HERMIA Do you not jest?

HELENA Yes, sooth; and so do you.

LYSANDER Demetrius, I will keep my word with thee.

DEMETRIUS I would I had your bond, for I perceive

A weak bond holds you: I’ll not trust your word.

LYSANDER What, should I hurt her, strike her, kill her dead?

Although I hate her, I’ll not harm her so.

HERMIA What, can you do me greater harm than hate?

Hate me! wherefore? O me! what news, my love!

Am not I Hermia? are not you Lysander?

I am as fair now as I was erewhile.

Since night you loved me; yet since night you left

me:

Why, then you left me–O, the gods forbid!–

In earnest, shall I say?

LYSANDER Ay, by my life;

And never did desire to see thee more.

Therefore be out of hope, of question, of doubt;

Be certain, nothing truer; ’tis no jest

That I do hate thee and love Helena.

HERMIA O me! you juggler! you canker-blossom!

You thief of love! what, have you come by night

And stolen my love’s heart from him?

HELENA Fine, i’faith!

Have you no modesty, no maiden shame,

No touch of bashfulness? What, will you tear

Impatient answers from my gentle tongue?

Fie, fie! you counterfeit, you puppet, you!

HERMIA Puppet? why so? ay, that way goes the game.

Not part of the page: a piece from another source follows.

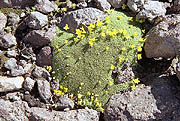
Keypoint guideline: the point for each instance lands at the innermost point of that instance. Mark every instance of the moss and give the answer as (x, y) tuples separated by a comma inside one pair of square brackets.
[(13, 10), (89, 65)]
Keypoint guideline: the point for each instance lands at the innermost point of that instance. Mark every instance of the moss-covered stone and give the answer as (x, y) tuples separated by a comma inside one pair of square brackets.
[(79, 63)]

Now I perceive that she hath made compare

Between our statures; she hath urged her height;

And with her personage, her tall personage,

Her height, forsooth, she hath prevail’d with him.

And are you grown so high in his esteem;

Because I am so dwarfish and so low?

How low am I, thou painted maypole? speak;

How low am I? I am not yet so low

But that my nails can reach unto thine eyes.

HELENA I pray you, though you mock me, gentlemen,

Let her not hurt me: I was never curst;

I have no gift at all in shrewishness;

I am a right maid for my cowardice:

Let her not strike me. You perhaps may think,

Because she is something lower than myself,

That I can match her.

HERMIA Lower! hark, again.

HELENA Good Hermia, do not be so bitter with me.

I evermore did love you, Hermia,

Did ever keep your counsels, never wrong’d you;

Save that, in love unto Demetrius,

I told him of your stealth unto this wood.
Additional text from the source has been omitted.